Winner of the 2010 Pulitzer Prize for General Nonfiction. Revealing how close the world had come to nuclear Armageddon, this book sheds light on the frightening last chapters of the Cold War, and the legacy of the nuclear, chemical, and biological weapons that remain a threat today.
This book, which won the 2010 Pulitzer Prize for general non-fiction and is soon to be published in the UK, is in the best traditions of American long-form reportage ... Key characters are evoked in enough detail to make us care and then carry the narrative through to the end. It involves simplifications and elisions: but in this case, these are less important than the horrified fascination Hoffman... succeeds in rousing through a story at once journalistically detailed and morally alive ... Hoffman’s flowing narrative is so seductively readable that it seems destined for a conclusion which resolves all.
... authoritative and chilling ... a readable, many-tentacled account of the decades-long military standoff between the United States and the Soviet Union ... What’s particularly valuable about Mr. Hoffman’s book, however, is the skill with which he narrows his focus (and his indefatigable reporting) down to a few essential areas. Thanks to interviews and new documents, he provides the fullest — and quite frankly the most terrifying — account to date of the enormous and covert Soviet biological weapons program, developed in defiance of international treaties at the same time that the Soviets appeared to be earnestly interested in reducing their weapons stockpile ... Mr. Hoffman has an eye for bleak, jagged details ... Mr. Hoffman is so careful not to bore his readers that he sometimes underestimates them, verging closer to Tom Clancy than to John Lewis Gaddis. More synthesis and cerebration would have made this good book better.

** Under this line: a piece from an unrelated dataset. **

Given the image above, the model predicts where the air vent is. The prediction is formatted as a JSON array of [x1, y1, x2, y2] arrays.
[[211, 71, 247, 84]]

... unsettling ... The Dead Hand argues convincingly that America's victory in the Cold War wasn't nearly as triumphant as the most self-congratulatory among us have tended to believe ... Hoffman's book is a chillingly modern historical tale about a collective failure with lasting consequences ... The Dead Hand at times veers too quickly from stories of spies to politicians and to scientists and varied weapons facilities, and its portrait of Reagan is surprisingly benign.